Elmfield College War Memorial
David Redhead is researching the names on the Elmfield College memorial. He has been able to confirm that the magnificent clock still standing outside the headmaster’s study at Ashville College is indeed the war memorial that was unveiled at Elmfield College back in November 1921, as described in these extracts from the Primitive Methodist Leader. (Elmfield College, York, later merged with Ashville College, Harrogate).
Elmfield College War Memorial Unveiling
The spacious dining hall, of Elmfield College, York, was filled on Saturday afternoon by a gathering of Old Boys, present students, the head master and staff, many parents and friends, among whom were the Lord Mayor and Lady Mayoress of York, to witness the unveiling by Sir Dyson Mallinson of a war memorial to the memory of the masters and old boys who made the supreme sacrifice in the Great War.
The memorial is a magnificent clock with Westminster chimes. It stands about nine feet high. Wood carving round the face shows at the top the College motto, “Labor Omnia Vincit” and below appear the lines, ” At the going down of the sun and in the morning we will remember them.”
On the long front brass are inscribed the names of the fallen: J. N. Allison, C. K. Atkinson, R. Bannister, H. Blythe, J. B. Breed, H. L. Brock, R. M. Carr, C. J. Chipchase, C. Chippendale, M. H. Fell, W. S. Featherby, G. F. Holden, W. C. M. Hodson, J. W. Jopling, E. Ladlay, T. P. Mather, C. A. Maynard, B. E. McBeath, A. Morris, T. W. Normandale, E. M. Petler, G. Price, P. Raworth, J. F. Redhead, C. C. Roberts, N. Shepherd, S. Smith, J. R. Spence, W. Spencer, A. E. Trafford, J. D. Vaughan, A. I. C. Whiteley, H. Whittaker, A. Winch, R. Woolfenden and P. B. Wrigley.
The intensely impressive service was opened by the singing of that choice hymn, ” Father of All, to Thee with Loving Hearts We Pray.” Prayer was offered by Rev. J. E. Crabtree, Vicar of Kirkby Wharfe, and selected portions of Scripture were read by Rev N. M. Cuthbert. With emotion difficult to control the heed master, Mr. S. R. Slack, B.A., read the Roll of Honour, and paid a touching tribute to the fallen. Equally tender were the words of Sir Dyson Mallinson. The hymn, ” For All Thy Saints who from their Labours Rest,” and the Benediction by Rev. J. Reavley, brought to a close a ceremony which will live long in the memory of those present.

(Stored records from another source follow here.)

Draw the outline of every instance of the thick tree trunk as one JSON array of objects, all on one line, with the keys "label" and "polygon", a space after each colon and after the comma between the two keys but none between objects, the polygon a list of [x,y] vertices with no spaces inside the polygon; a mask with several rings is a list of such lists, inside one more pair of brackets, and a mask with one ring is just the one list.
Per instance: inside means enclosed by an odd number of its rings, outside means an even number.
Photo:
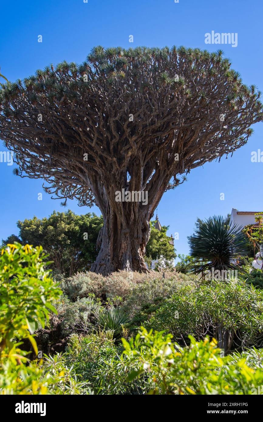
[{"label": "thick tree trunk", "polygon": [[125,204],[130,211],[127,218],[119,212],[119,204],[107,207],[97,241],[100,249],[91,271],[103,276],[119,270],[146,272],[143,257],[150,231],[147,212],[142,210],[144,206],[130,203]]}]

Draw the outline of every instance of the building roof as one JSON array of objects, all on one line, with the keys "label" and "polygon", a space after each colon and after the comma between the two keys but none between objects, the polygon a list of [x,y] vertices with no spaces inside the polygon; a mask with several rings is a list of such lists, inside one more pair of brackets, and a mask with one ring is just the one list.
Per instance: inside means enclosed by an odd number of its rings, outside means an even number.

The unveiling of the war memorial at Elmfield College brought together an unusually large number of Old Elmfieldians from far and near. At a meeting held in the evening a strong desire was expressed that the Old Boys’ Association should- be restored to its pre-war state of activity. To that end efforts are being made to obtain a complete and up-to-date list of names and addresses of Old Elmfieldians. The headmaster referred to the many changes in addresses that have occurred during or since the war. The members of the Association will be obliged if all Old Elmfieldians (or friends) will forward their names and present addresses as early as possible to Mr. F. W. Parrott, Elmfield College, York. It is hoped that early in the New Year reunions will be held in the various centres of the O.B.A.

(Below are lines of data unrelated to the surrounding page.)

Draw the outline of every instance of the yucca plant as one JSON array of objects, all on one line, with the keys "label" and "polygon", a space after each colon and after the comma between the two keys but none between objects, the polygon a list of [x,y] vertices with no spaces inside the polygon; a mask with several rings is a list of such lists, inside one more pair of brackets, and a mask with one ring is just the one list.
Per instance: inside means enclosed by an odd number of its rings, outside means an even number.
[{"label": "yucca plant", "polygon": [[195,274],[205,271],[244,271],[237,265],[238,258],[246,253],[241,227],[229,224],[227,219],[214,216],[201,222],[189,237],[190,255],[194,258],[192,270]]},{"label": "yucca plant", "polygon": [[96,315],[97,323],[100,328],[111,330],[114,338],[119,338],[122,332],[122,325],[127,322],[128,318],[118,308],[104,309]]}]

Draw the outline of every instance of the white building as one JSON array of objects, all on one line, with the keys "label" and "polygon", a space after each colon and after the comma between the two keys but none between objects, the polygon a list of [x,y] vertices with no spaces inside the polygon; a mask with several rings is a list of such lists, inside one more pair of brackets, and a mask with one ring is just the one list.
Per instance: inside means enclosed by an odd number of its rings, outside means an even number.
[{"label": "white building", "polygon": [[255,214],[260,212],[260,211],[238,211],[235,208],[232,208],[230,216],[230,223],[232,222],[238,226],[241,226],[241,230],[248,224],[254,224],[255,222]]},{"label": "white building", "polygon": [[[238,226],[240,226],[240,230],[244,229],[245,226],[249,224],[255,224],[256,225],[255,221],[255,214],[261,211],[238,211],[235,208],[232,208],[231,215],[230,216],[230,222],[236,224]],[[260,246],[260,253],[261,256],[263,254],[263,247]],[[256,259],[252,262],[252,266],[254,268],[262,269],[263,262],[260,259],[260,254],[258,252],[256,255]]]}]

Primitive Methodist Leader 17th November 1921, page 732
Primitive Methodist Leader 15th December 1921, page 799
David adds: ‘By the way I am becoming very worried about Elmfield College admissions policy in the lead up to WW1. Christopher John Chipchase shows up on the war memorial and the 1911 Census return for the college shows him in attendance aged 12. Meanwhile his father, back in Darlington, was completing his census return on which he gives his occupation as “Licenced Victualler”!!!!!! I discovered what remains
of his War Service Records – just two pages but the second clearly states
he was a “P Methodist”!!!
The various Elmfield/Ashville war memorials do not do full credit to the fallen as they include at least one MC and two MMs.’
Edgar Ladlay was the son of John William Ladlay who was a Primitive Methodist Circuit Steward in Leeds at the time of the Great War. Edgar was killed in action at Gallipoli on 2nd May 1915.